BIS drops proposed changes to “deemed export” rule
BIS drops proposed changes to “deemed export” rule
The U.S. Commerce Department’s Bureau of Industry and Security has withdrawn a proposal to modify its licensing rules that allow foreign nationals to have access to certain U.S. technologies.
The so-called “deemed export” rule requires BIS and the State Department’s Office of Defense Trade Controls to determine whether an export license is required to release technological know-how to a foreign national working in the United States.
Since the Sept. 11, 2001 terrorist attacks, the Bush administration and some members of Congress have called for the Commerce Department to strengthen these controls. A 2004 Commerce Department Office of Inspector General’s report said current deemed export rules were weak.
BIS responded with a proposed rule on March 28, 2004, which would make use of the individual’s birth country, rather than the country of most recent citizenship or permanent residence as criteria for deemed export licensing.

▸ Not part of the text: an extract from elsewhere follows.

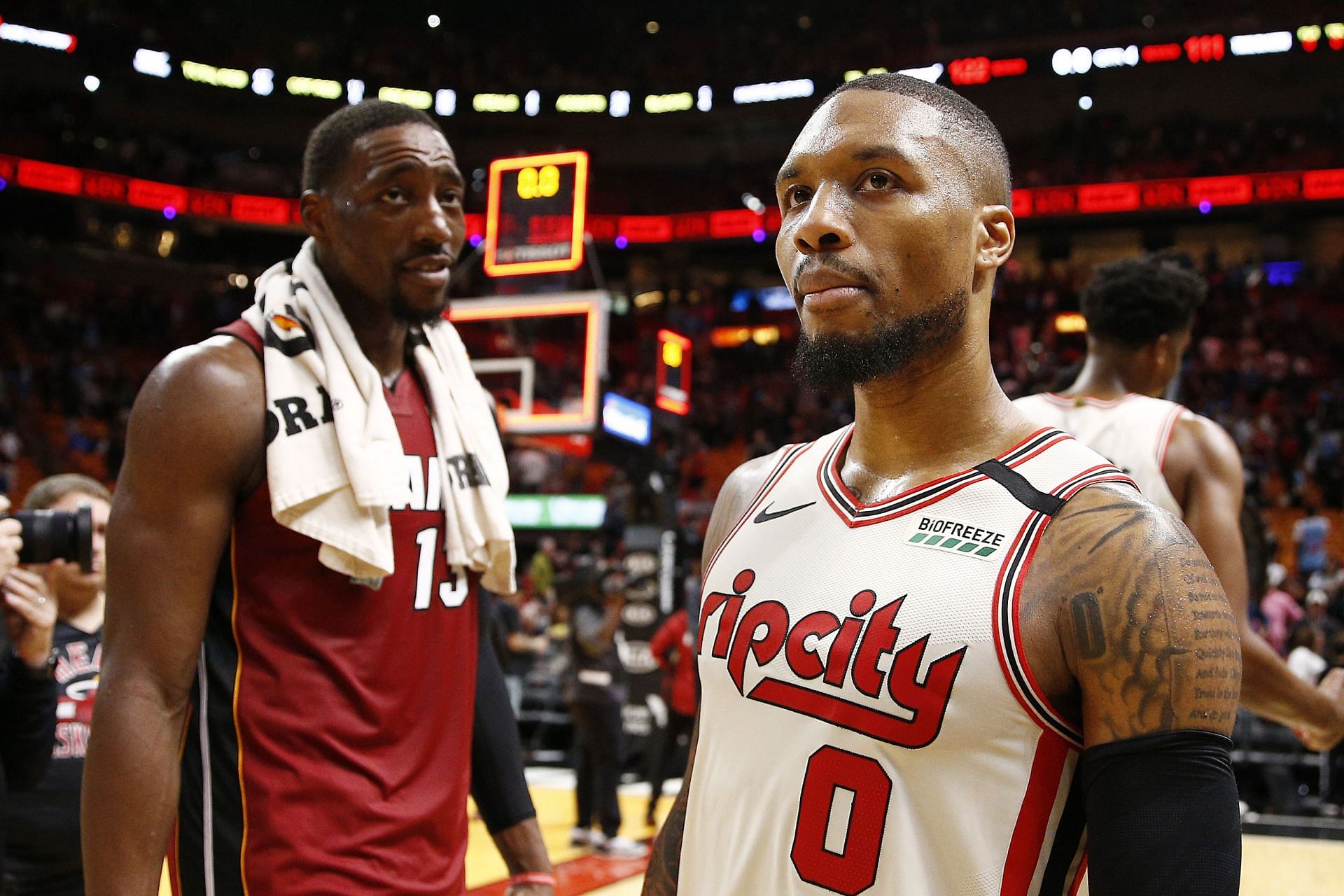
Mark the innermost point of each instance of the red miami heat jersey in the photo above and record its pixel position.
(330, 735)
(869, 723)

The proposed rule received widespread criticism from numerous companies, trade groups and universities. Many of them argued that if this rule change was imposed, many organizations would be forced to move their research and development operations offshore to maintain access to overseas talent. Some even questioned the constitutionality of the deemed export rule.
BIS said it recognizes that export controls must “take into account the integral and critical contribution of foreign nationals to U.S. fundamental research.”
The agency added that “many individuals may have ethnic ties to a particular nation, but bear no loyalty towards states where they were born.” For example, under the proposed rule, an Iranian-born Canadian green card holder would be considered Iranian, leading to denial of an export license for that individual.